One of the earliest heresies the church had to deal with was “Gnosticism,” which denied that God ever stooped so low. How could he? It was against his nature? God and flesh are diametrically opposed and cannot coexist. In Jesus, the Gnostics taught, God only appeared to enter human flesh. And if the Incarnation was an illusion, the Resurrection amounted to liberation from that illusion. In the Christ Event, God was only doing a fly-by. For over two thousand years, Gnosticism has been consistently rejected as a legitimate expression of Christianity.
At the end of last week’s article, I wrote, “Your resurrection will also be whole-person, body, soul and spirit,” and I suggested that this means we should value and respect our bodies. Two different readers of the article raised the question of what this means for the choice whether, as Christians, we should be buried or cremated after we die. I decided that this is an important enough issue to warrant a second look. The earliest Christians believed that Jesus was coming back soon.
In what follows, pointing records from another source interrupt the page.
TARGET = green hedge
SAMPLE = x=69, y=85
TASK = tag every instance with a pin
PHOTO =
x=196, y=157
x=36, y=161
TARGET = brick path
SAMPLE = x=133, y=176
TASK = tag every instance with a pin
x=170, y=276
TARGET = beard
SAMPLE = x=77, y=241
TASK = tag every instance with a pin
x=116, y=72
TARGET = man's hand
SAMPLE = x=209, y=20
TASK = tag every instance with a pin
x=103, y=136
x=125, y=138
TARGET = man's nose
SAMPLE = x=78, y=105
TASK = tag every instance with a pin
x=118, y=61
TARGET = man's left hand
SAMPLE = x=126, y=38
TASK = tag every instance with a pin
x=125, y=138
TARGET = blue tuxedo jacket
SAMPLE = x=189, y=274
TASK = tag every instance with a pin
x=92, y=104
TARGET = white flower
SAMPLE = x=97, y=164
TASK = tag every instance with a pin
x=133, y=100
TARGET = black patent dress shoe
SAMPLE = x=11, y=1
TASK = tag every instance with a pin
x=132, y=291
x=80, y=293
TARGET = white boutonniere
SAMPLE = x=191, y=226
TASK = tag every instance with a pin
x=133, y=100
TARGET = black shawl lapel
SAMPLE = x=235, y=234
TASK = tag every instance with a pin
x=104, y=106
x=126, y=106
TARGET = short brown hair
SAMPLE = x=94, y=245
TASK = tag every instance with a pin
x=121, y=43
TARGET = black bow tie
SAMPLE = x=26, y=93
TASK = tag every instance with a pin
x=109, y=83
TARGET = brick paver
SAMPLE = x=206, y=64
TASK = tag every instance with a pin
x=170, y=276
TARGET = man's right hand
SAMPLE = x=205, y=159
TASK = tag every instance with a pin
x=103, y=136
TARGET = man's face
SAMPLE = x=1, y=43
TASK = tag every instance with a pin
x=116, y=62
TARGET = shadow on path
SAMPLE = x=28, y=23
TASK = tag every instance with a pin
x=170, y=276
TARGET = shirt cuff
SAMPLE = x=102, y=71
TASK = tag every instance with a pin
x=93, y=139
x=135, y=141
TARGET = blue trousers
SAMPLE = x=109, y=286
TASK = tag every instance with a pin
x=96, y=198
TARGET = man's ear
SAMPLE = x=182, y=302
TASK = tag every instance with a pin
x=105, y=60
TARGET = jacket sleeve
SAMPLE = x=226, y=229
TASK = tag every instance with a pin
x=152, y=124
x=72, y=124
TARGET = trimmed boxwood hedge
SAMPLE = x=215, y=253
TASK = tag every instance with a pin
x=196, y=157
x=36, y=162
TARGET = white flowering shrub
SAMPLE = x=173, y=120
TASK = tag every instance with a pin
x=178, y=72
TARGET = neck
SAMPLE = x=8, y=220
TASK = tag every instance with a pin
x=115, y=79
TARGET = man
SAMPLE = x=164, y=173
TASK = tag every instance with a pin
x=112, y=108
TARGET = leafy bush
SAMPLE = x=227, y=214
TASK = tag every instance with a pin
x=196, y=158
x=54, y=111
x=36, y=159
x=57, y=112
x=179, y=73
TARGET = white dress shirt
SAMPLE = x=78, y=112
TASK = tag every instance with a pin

When one of them died, family and friends buried the person, believing that they would wake up again when Jesus shouted in triumph. Even when a few generations passed and he had not yet returned, they continued to bury their dead, in intentional contrast to the Roman practice of cremation. It was part of their testimony that Jesus had risen bodily from the tomb, and Jesus had promised that his followers would also experience bodily resurrection. The hundreds of miles of underground tombs carved into the catacombs around Rome show how important this was to them.
Many Christians throughout history have felt that we today are required to follow their example and have denounced cremation as a denial of our resurrection hope. However, the cost of modern burials has forced us to take another look.
There are a few realities that have caused some of us, my wife Judy and I among them, to conclude that cremation is permissible for Christians; maybe even good stewardship of our resources. The truth is, the body doesn’t stay intact very long after we bury it. A magical belief in the preservation of a dead body through burial has never made much sense. As much as the ancient Egyptians studied to perfect the art of mummification, their attempts at preservation of tissues have not successfully prevented decay. The early Christians didn’t embalm dead bodies, and they knew they would soon deteriorate. When they witnessed some of their friends be torn apart and eaten in the Roman Colosseum, they trusted God to reassemble the pieces in his own way. Christian sailors who died while at sea have routinely been committed to the ocean water and the creatures who live there for their disposal. Fishermen may have caught some fish that lunched on a sailor’s remains, brought them to shore and sold them in the market to other hungry Christians. Some of the molecules of the sailor may have later become part of someone else.
I believe God will be able to overcome these obstacles in the Day of Resurrection, and I think he can deal with cremation as well.